The ruling is a setback to Microsoft’s intentions of acquiring Activision Blizzard, and if an appeal is rejected, it will probably prohibit the corporation from concluding its significant transaction.
CMA said, “Microsoft has a strong position in cloud gaming services and the evidence available to the CMA showed that Microsoft would find it commercially beneficial to make Activision’s games exclusive to its own cloud gaming service.”
According to the CMA, Microsoft owns 60 to 70 per cent of worldwide cloud gaming services, and controlling Call of Duty, Overwatch, and World of Warcraft would give Microsoft a huge dominance in the cloud gaming market.

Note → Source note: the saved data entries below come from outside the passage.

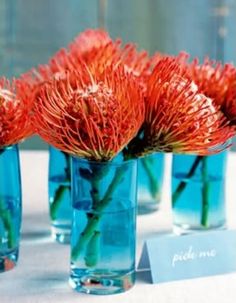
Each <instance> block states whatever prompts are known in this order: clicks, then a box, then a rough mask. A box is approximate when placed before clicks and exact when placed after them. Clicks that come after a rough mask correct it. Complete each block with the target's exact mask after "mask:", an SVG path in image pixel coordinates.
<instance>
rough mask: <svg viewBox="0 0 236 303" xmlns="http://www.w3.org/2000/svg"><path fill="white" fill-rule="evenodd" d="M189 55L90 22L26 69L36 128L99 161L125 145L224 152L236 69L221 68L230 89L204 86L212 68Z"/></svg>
mask: <svg viewBox="0 0 236 303" xmlns="http://www.w3.org/2000/svg"><path fill="white" fill-rule="evenodd" d="M186 62H187V60H186V57H185V55H180V56H178V57H176V58H174V57H170V56H163V55H161V54H156V55H155V56H153V57H152V58H151V57H149V56H148V54H147V52H145V51H142V52H139V51H138V50H137V49H136V47H135V45H134V44H126V45H125V46H122V43H121V40H119V39H118V40H115V41H113V40H112V39H111V38H110V37H109V35H108V34H107V33H106V32H104V31H102V30H87V31H85V32H84V33H82V34H80V35H79V36H78V37H77V38H76V39H75V40H74V41H73V42H72V43H71V44H70V45H69V46H68V48H67V49H62V50H60V51H59V52H58V53H56V54H55V55H54V56H53V58H52V59H51V60H50V61H49V63H48V65H44V66H40V67H39V68H38V69H35V70H33V71H31V72H30V73H28V74H26V75H24V76H23V77H22V79H23V81H26V82H27V83H28V84H30V87H31V91H32V92H33V98H34V100H35V105H34V117H33V124H34V126H35V127H36V132H37V133H38V134H39V135H40V136H41V137H42V138H43V139H44V140H45V141H46V142H48V143H49V144H51V145H53V146H55V147H57V148H59V149H61V150H63V151H65V152H68V153H71V154H74V155H77V156H80V157H86V158H89V159H92V160H98V161H107V160H110V159H112V158H113V157H114V156H115V155H116V154H117V153H118V152H120V151H121V150H122V149H124V147H126V148H125V150H124V153H125V154H126V155H128V157H132V156H142V155H144V154H147V153H152V152H156V151H164V152H172V151H173V152H178V153H196V154H201V155H207V154H210V153H215V152H218V151H220V150H221V149H222V148H223V147H222V144H224V143H225V142H226V141H227V140H228V139H229V138H231V137H232V136H233V135H234V133H235V130H234V129H233V128H232V127H231V126H229V123H230V121H229V119H231V118H230V114H231V116H232V115H234V109H233V107H232V106H231V105H230V104H231V101H227V102H225V103H224V105H223V101H222V100H223V99H222V98H223V97H224V98H225V96H227V100H231V99H232V96H234V95H235V90H234V89H233V81H234V80H233V77H231V74H232V73H231V72H230V73H228V72H226V71H228V69H229V67H227V66H225V67H220V68H219V67H218V68H216V74H215V76H214V77H215V78H217V77H218V73H219V71H217V70H218V69H220V71H221V69H223V70H225V71H224V72H221V73H220V75H219V79H218V78H217V81H218V82H217V83H218V84H219V86H220V87H221V88H222V86H223V87H224V86H227V85H228V86H229V87H230V88H232V89H227V93H226V94H225V95H224V96H223V97H222V90H220V89H219V91H217V90H215V91H214V93H208V91H206V90H204V85H205V84H204V83H203V82H204V81H205V77H207V76H206V75H208V74H207V73H206V75H205V73H204V68H202V69H200V72H199V75H201V74H202V75H203V76H201V77H200V76H199V78H198V77H197V76H198V72H197V68H198V67H197V66H198V65H197V64H196V63H194V64H193V65H191V68H190V67H189V66H188V64H187V63H186ZM205 65H206V63H205ZM210 66H211V64H210ZM211 67H212V66H211ZM198 69H199V68H198ZM190 70H191V72H190ZM194 70H195V71H196V72H194ZM229 74H230V77H228V75H229ZM216 75H217V77H216ZM226 75H227V77H226ZM214 77H213V78H214ZM210 78H211V77H210ZM198 80H199V81H198ZM215 82H216V81H215ZM221 84H222V85H221ZM212 87H213V84H212ZM211 92H213V89H212V91H211ZM218 99H219V100H220V101H221V103H220V101H218ZM225 104H227V108H229V107H230V109H231V110H230V111H228V113H227V114H224V113H223V112H224V111H223V108H224V107H225V106H226V105H225ZM220 108H221V111H220V110H219V109H220ZM229 113H230V114H229ZM231 121H232V119H231Z"/></svg>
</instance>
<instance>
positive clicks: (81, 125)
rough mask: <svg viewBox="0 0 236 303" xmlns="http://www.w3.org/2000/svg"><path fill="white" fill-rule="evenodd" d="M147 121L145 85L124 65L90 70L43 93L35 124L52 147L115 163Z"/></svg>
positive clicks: (34, 118)
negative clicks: (119, 151) (128, 72)
mask: <svg viewBox="0 0 236 303" xmlns="http://www.w3.org/2000/svg"><path fill="white" fill-rule="evenodd" d="M143 119H144V101H143V95H142V92H141V88H140V86H139V85H138V84H137V82H136V81H135V79H133V77H132V76H131V75H128V74H127V73H126V72H125V71H124V68H122V66H119V67H117V68H113V67H112V66H110V67H107V68H106V69H104V71H103V73H98V74H96V72H94V71H93V72H91V70H90V69H89V68H88V67H86V66H85V65H82V66H80V68H79V69H78V70H76V71H70V72H66V74H65V77H62V78H58V79H53V80H51V81H49V82H46V83H45V84H44V85H42V86H41V88H40V89H39V90H38V93H37V96H36V102H35V116H34V123H35V125H36V127H37V132H38V134H39V135H40V136H41V137H42V138H43V139H44V140H45V141H47V142H48V143H49V144H51V145H53V146H55V147H57V148H59V149H61V150H63V151H65V152H68V153H71V154H74V155H77V156H79V157H86V158H88V159H91V160H96V161H107V160H110V159H112V158H113V157H114V156H115V155H116V154H117V153H119V151H121V150H122V149H123V148H124V147H125V146H126V145H127V144H128V142H129V141H130V140H131V139H132V138H133V137H134V136H135V135H136V133H137V131H138V130H139V128H140V126H141V124H142V123H143Z"/></svg>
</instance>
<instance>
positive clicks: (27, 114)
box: [0, 78, 32, 148]
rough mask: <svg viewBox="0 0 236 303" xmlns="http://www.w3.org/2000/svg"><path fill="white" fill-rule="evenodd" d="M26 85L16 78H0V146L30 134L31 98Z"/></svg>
mask: <svg viewBox="0 0 236 303" xmlns="http://www.w3.org/2000/svg"><path fill="white" fill-rule="evenodd" d="M27 91H28V86H27V84H26V83H22V82H21V81H18V80H13V81H12V83H10V81H8V80H6V79H5V78H0V148H3V147H6V146H9V145H12V144H16V143H18V142H20V141H21V140H23V139H25V138H27V137H29V136H30V135H31V134H32V127H31V123H30V119H29V116H30V110H31V105H32V104H31V100H30V99H28V98H27V94H26V92H27Z"/></svg>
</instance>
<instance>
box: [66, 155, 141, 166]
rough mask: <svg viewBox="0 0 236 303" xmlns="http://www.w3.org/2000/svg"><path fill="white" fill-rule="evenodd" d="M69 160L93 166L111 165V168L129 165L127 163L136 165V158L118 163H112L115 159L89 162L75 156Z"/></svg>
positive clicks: (73, 155)
mask: <svg viewBox="0 0 236 303" xmlns="http://www.w3.org/2000/svg"><path fill="white" fill-rule="evenodd" d="M71 158H72V159H73V160H76V161H79V162H83V163H91V164H93V165H104V166H105V165H112V166H116V167H118V166H122V165H125V164H129V163H136V162H137V160H138V158H132V159H128V160H124V159H123V160H122V161H120V162H113V160H114V159H115V157H114V158H113V159H112V160H109V161H95V160H89V159H86V158H82V157H77V156H75V155H71Z"/></svg>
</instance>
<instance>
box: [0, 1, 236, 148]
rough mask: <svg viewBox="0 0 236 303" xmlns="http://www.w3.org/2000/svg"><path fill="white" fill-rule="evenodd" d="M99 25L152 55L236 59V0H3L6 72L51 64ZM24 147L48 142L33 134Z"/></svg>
mask: <svg viewBox="0 0 236 303" xmlns="http://www.w3.org/2000/svg"><path fill="white" fill-rule="evenodd" d="M96 27H104V28H105V29H106V30H107V31H108V32H109V33H110V35H111V36H112V37H113V38H116V37H121V38H122V39H123V41H124V42H128V41H133V42H136V43H137V45H138V47H139V48H140V49H142V48H145V49H147V50H148V51H149V52H150V53H151V54H152V53H154V52H156V51H161V52H166V53H169V54H177V53H178V52H179V51H181V50H185V51H187V52H188V53H190V55H191V56H192V57H194V56H198V57H199V58H200V60H202V59H203V58H204V57H205V56H209V57H210V58H212V59H217V60H221V61H223V62H233V63H236V62H235V61H236V0H40V1H39V0H0V76H2V75H5V76H7V77H13V76H18V75H19V74H20V73H22V72H25V71H27V70H28V69H30V68H31V67H33V66H36V65H38V64H40V63H46V62H47V60H48V58H49V57H50V56H51V55H53V53H55V52H56V51H57V50H58V49H59V48H61V47H63V46H66V45H67V44H68V43H69V42H70V41H71V40H72V39H73V38H74V37H75V36H76V35H78V34H79V33H80V32H81V31H83V30H85V29H87V28H96ZM22 148H25V149H45V148H47V145H46V144H45V143H43V142H42V141H41V140H40V139H39V138H38V137H33V138H31V139H29V140H27V141H26V142H25V143H23V144H22Z"/></svg>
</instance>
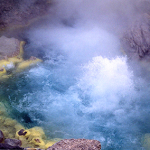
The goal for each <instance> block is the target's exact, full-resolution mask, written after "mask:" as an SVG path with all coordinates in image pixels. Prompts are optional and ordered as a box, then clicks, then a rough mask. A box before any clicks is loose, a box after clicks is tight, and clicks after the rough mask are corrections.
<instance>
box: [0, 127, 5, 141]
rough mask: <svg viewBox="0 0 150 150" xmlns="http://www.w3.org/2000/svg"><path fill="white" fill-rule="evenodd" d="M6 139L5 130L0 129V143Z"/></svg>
mask: <svg viewBox="0 0 150 150" xmlns="http://www.w3.org/2000/svg"><path fill="white" fill-rule="evenodd" d="M3 140H4V134H3V132H2V131H1V130H0V143H1V142H2V141H3Z"/></svg>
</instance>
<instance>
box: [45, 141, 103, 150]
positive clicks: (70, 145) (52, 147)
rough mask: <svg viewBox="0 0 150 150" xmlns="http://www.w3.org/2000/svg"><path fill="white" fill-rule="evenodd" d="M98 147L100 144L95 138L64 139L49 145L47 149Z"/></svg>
mask: <svg viewBox="0 0 150 150" xmlns="http://www.w3.org/2000/svg"><path fill="white" fill-rule="evenodd" d="M100 149H101V144H100V142H99V141H97V140H87V139H64V140H61V141H59V142H57V143H55V144H54V145H52V146H50V147H49V148H48V149H47V150H100Z"/></svg>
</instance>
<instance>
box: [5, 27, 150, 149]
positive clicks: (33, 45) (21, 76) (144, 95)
mask: <svg viewBox="0 0 150 150" xmlns="http://www.w3.org/2000/svg"><path fill="white" fill-rule="evenodd" d="M60 35H61V36H60ZM28 38H29V41H30V42H31V43H30V44H28V45H27V46H26V50H27V51H29V50H32V49H37V48H38V50H39V51H40V50H41V51H44V53H43V52H42V55H45V56H44V57H45V62H44V63H43V64H40V65H39V66H37V67H35V68H32V69H30V70H27V71H26V72H24V73H22V74H20V75H19V76H16V77H14V81H11V82H10V83H9V85H8V86H7V85H6V86H4V87H2V89H3V91H4V92H3V94H4V95H5V96H6V97H7V99H8V101H9V103H10V104H11V107H12V109H13V111H12V116H13V117H14V118H15V119H18V120H19V121H20V122H22V123H23V124H25V125H26V126H27V127H31V126H35V125H39V126H42V127H43V128H44V129H45V132H46V134H47V135H48V137H49V138H87V139H97V140H99V141H100V142H101V143H102V149H103V150H104V149H105V150H110V149H111V150H113V149H114V150H116V149H117V150H133V149H142V147H141V137H142V135H143V134H145V133H148V132H149V129H150V119H149V112H150V109H149V108H150V107H149V98H148V97H149V89H148V84H146V83H145V82H144V80H143V79H142V78H140V77H136V76H135V75H134V72H133V70H132V68H130V65H129V63H128V61H127V58H126V57H125V56H122V54H121V52H120V51H119V49H120V45H119V41H118V39H117V38H116V37H115V36H113V35H112V34H110V33H108V32H107V31H105V30H103V29H102V28H101V27H100V26H97V25H95V26H94V27H93V25H92V26H91V27H90V26H88V27H86V26H84V27H82V26H80V27H78V28H74V27H68V26H66V25H58V26H53V25H52V26H51V27H49V28H46V29H43V28H39V29H38V30H37V29H35V30H32V31H29V33H28Z"/></svg>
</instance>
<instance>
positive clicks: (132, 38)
mask: <svg viewBox="0 0 150 150" xmlns="http://www.w3.org/2000/svg"><path fill="white" fill-rule="evenodd" d="M138 8H139V13H140V15H139V17H138V18H136V19H135V21H133V23H132V25H130V26H129V29H128V30H127V31H126V32H125V34H124V35H123V38H122V41H123V46H124V47H125V48H124V49H125V52H126V54H127V55H128V56H129V57H131V58H144V57H149V59H150V2H148V1H142V2H141V3H140V4H139V7H138Z"/></svg>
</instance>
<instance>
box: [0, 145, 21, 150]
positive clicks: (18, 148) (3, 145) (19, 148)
mask: <svg viewBox="0 0 150 150" xmlns="http://www.w3.org/2000/svg"><path fill="white" fill-rule="evenodd" d="M0 149H5V150H10V149H16V150H23V149H24V148H22V147H20V146H11V145H8V144H5V143H0Z"/></svg>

In the period leading up to this decision, Microsoft worked to address concerns about cloud gaming. After striking a similar deal with Nintendo in December, Microsoft secured cloud gaming deals with Boosteroid, Ubitus, and Nvidia to let Xbox PC titles run on these rival cloud gaming services. If the agreement is authorised by regulators, these 10-year contracts will also include access to Call of Duty and other Activision Blizzard games.
The CMA says it has investigated these deals, but they have “a number of significant shortcomings” in cloud gaming services. According to the CMA, the agreements are “too limited in scope,” with players to obtain the right to play games “by purchasing them on certain stores or subscribing to certain services.” The deals did not include agreements for Microsoft to provide access to these games in rival multi-game subscription services, nor did they cover the ability for rivals “to offer versions of games on PC operating systems other than Windows.”
An appeal from Microsoft will delay the company’s ambitions to close this purchase by the end of July. Microsoft had expected to complete the deal by 18 July, but will now have to seek an extension to the merger agreement. If Microsoft’s CMA appeal is rejected or it does not receive clearance from other agencies, it will be obligated to pay Activision $3 billion in breakup fees.
The acquisition has been authorised by regulators in Saudi Arabia, Brazil, Chile, Serbia, Japan, and South Africa. The EU is expected to make a judgement by 22 May, following the licensing agreements with Nvidia and Nintendo, the deal is expected to be authorised by EU regulators.